APROPOS the reportage ‘Plea seeking referendum on presidential form of government reaches SC’ (Sept 1) and the related letter (Sept 22). Democracy in Pakistan failed to deliver as it ignored the sine qua non of Aristotelian demokratia.

The sine qua non was honesty, merit, nationalism, a spirit of sacrifice, corruption-free public services, and the welfare of the masses. History shows that demokratia (the power of the people) has always been an ideal system. No system, including ochlocracy (mobocracy), could ever diminish the power of the governing elites.

Although the goal of democracy was to equalise citizens, the ‘equal citizen’, as enshrined in the golden words of our constitution, remains a myth. The demokratia envisioned opportunities of political participation for larger proportions of the population and across-the-board accountability.

But German sociologist Robert Michels’ law of oligarchies precluded popular participation in democracy. A handful of legislators exercised brute power forcing Noam Chomsky to call even American public a ‘bewildered herd’.

Aristotle would rejoice in the grave to see both, Pakistan’s National Assembly and the Senate, being populated by the rich. One member ostentatiously wore Louis Moinet ‘Meteoris’ wrist watch, worth about Rs460 million. Another, with a capacity to shut down the whole country, lives in a 30-kanal house. No government ever took any legislative steps to equalise citizens in access to education, healthcare, housing and jobs.

No government ever looked into the origin of landed aristocracy, chiefs and chieftains during the Mughal and British periods and the origin of wealth of the nouveau riches (industrial robber baron).

Michels stated that the raison d’etre of representative democracy is eliminating elite rule. It is an impossible goal. In his 1911 book Political Parties, he postulated the inevitable iron law of oligarchy. To him, representative democracy is a façade, legitimising the rule of a particular elite.

According to this ‘iron law’, democracy and large-scale organisation are incompatible. The rule by an elite, or oligarchy, is an inevitable upshot of ‘tactical and technical necessities’ of democratic organisations.

All organisations eventually come to be run by a ‘leadership class’, which often functions as a paid administrator, executive, spokesperson or political strategist.

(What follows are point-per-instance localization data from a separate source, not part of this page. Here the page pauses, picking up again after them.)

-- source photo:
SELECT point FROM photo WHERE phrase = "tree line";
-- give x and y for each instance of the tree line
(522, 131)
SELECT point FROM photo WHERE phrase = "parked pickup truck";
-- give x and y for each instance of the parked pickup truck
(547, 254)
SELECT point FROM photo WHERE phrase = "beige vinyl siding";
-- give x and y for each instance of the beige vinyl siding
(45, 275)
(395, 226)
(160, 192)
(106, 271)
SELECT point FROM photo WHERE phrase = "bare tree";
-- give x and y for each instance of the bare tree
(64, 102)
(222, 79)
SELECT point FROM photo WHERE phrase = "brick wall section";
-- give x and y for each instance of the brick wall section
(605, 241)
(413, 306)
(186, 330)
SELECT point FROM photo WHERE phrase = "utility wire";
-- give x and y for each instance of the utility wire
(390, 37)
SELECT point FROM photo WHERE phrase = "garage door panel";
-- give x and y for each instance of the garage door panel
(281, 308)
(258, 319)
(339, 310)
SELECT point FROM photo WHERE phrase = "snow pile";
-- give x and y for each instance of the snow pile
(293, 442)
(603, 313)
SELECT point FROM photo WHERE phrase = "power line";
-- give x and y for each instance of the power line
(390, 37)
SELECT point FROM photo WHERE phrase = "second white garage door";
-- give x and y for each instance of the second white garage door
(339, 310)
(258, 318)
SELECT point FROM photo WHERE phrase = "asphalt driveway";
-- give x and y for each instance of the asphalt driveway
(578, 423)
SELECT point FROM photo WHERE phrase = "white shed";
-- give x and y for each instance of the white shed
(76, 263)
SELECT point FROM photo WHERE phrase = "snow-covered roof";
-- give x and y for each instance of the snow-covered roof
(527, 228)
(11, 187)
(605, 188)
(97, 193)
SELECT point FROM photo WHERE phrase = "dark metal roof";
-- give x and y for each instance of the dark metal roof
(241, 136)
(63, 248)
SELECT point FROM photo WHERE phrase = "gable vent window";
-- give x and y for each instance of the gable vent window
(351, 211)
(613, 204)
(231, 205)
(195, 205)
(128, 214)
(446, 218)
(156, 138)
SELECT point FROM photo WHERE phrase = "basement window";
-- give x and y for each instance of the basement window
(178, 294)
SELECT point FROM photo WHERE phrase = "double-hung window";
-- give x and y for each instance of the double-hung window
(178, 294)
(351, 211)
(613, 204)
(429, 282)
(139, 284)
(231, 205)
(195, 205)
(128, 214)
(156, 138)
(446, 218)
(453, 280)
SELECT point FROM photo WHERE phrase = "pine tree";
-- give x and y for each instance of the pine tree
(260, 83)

Far from being ‘servants of the masses’, the ‘leadership class’, rather than the organisation’s membership will inevitably dominate the organisation’s power structures. They control access to information, with little accountability. They manage to centralise their power, as masses (rank-and-file members) are apathetic, and indifferent to their organisation’s decision-making processes.

No large and complex organisation can function purely as a direct democracy. Power within an organisation will always get delegated to individuals within that group, elected or otherwise. Democratic attempts to hold leadership positions accountable are bound to fail. The oligarchy has power to reward loyalty, gag dissent and influence members (masses).

The iron law of oligarchy smacks of ideas in The Theory and Practice of Oligarchical Collectivism, a fictional book in the dystopian novel Nineteen Eighty-Four by George Orwell. Throughout recorded time, and probably since the end of the Neolithic Age, there have been three kinds of people in the world, the high, the middle, and the low.

The examples of Lee Kuan Yew in Singapore, Mahathir Mohamad in Malaysia, Deng Xiaoping and Xi Jinping in China, Park Chung-hee in Korea illustrate how ‘high’ visionary leaders backed by a strong central government can rapidly transform nations.

What matters is leadership backed up with a technocratic coterie, in the presidential or parliamentary system, both being otherwise flawed. However, perhaps the people in a referendum are the best to judge which system to choose.